Wills can be challenged on several grounds:

  1. Lack of testamentary intention – a document will only operate as a Will if it was intended by its maker to operate as a Will.
  2. Lack of due execution – a Will must comply with the requirements of Section 9 of the Wills Act 1837 and is not valid unless:
    1. It is in writing and signed by the Testator or by some other person in his presence and by his direction.
    2. It appears that the Testator intended by his signature to give effect to the Will.
    3. The signature is made or acknowledged by the Testator in the presence of two or more witnesses present at the same time.
    4. Each witness either:
      1. Attests and signs the Will
      2. Acknowledges his signature in the presence of the Testator (but not necessarily in the presence of any other witness) but no form of attestation shall be necessary.
  3. Lack of testamentary capacity – the person making a Will needs to be capable of understanding:
    1. The nature of his act and its effect.
    2. The extent of the property of which he is disposing.
    3. The claims to which he ought to give effect.
  4. Lack of knowledge and approval – did the Testator know and approve the contents of the Will?
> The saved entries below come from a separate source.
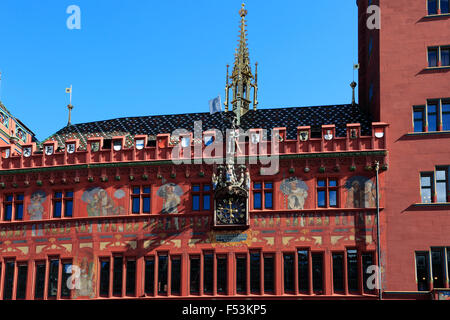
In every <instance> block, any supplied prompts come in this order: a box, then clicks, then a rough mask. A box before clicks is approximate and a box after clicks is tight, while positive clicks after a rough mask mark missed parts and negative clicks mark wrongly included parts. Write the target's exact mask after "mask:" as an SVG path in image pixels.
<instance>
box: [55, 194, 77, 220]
mask: <svg viewBox="0 0 450 320" xmlns="http://www.w3.org/2000/svg"><path fill="white" fill-rule="evenodd" d="M63 212H64V217H66V218H70V217H72V215H73V191H56V192H55V193H54V194H53V218H61V216H62V213H63Z"/></svg>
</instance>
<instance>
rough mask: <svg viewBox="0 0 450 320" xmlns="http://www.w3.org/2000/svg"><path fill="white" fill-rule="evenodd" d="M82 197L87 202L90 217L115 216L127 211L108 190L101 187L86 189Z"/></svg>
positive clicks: (116, 195) (87, 208) (87, 209)
mask: <svg viewBox="0 0 450 320" xmlns="http://www.w3.org/2000/svg"><path fill="white" fill-rule="evenodd" d="M119 190H120V189H119ZM119 190H117V191H116V192H115V196H117V195H118V191H119ZM119 194H122V193H119ZM124 194H125V192H123V195H124ZM81 199H82V200H83V201H84V202H85V203H87V212H88V216H89V217H97V216H113V215H120V214H124V213H125V209H124V208H123V207H122V206H118V205H116V203H115V202H114V200H113V198H111V197H110V196H109V195H108V193H107V192H106V190H104V189H102V188H99V187H96V188H91V189H88V190H86V191H85V192H84V193H83V196H82V198H81ZM119 199H120V198H119Z"/></svg>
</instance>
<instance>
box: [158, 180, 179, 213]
mask: <svg viewBox="0 0 450 320" xmlns="http://www.w3.org/2000/svg"><path fill="white" fill-rule="evenodd" d="M183 193H184V192H183V189H181V187H180V186H179V185H177V184H175V183H166V184H164V185H162V186H161V187H160V188H159V189H158V191H157V193H156V194H157V195H158V196H159V197H161V198H162V199H163V208H162V211H161V213H178V206H179V205H180V203H181V196H182V195H183Z"/></svg>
Were there any suspicious circumstances?
  5. Undue influence – This is harder to establish than lack of knowledge and approval. Undue influence has a narrow definition and coercion must be proved. The test is whether the testator would say after all is said and done “This is not my wish but I must do it”.
  6. Fraud and forgery – what must be proved here is dishonesty. As a serious allegation it requires a high standard of proof.

Strictly speaking contentious probate cases are different from claims brought under the Inheritance (Provision for Family and Dependants) Act 1975. This Act provides a route by which certain classes of people are entitled to make a claim against the estate of someone who has died if it does not make sufficient financial provision for them (whether by Will or intestacy). The eligible claimants are:

  1. The spouse or civil partner of the deceased.
  2. A former spouse or former civil partner of the deceased but not one who has formed a subsequent marriage or civil partnership.
  3. A child of the deceased.
  4. Any person (not being a child of the deceased) who was treated by the deceased as a child of the family.
  5. Any person who immediately before the death of the deceased was being maintained either wholly or partly by the deceased.

The application to the Court is on the basis that the Will or intestacy did not make reasonable financial provision for the applicant.

Finally, also not strictly within the definition of contentious probate but none the less often considered under the same heading, is the situation where there is an allegation that the deceased has received negligent advice from a solicitor or Will writer. This would involve an allegation of professional negligence.

All of these matters can involve complex issues of law and require specialist advice.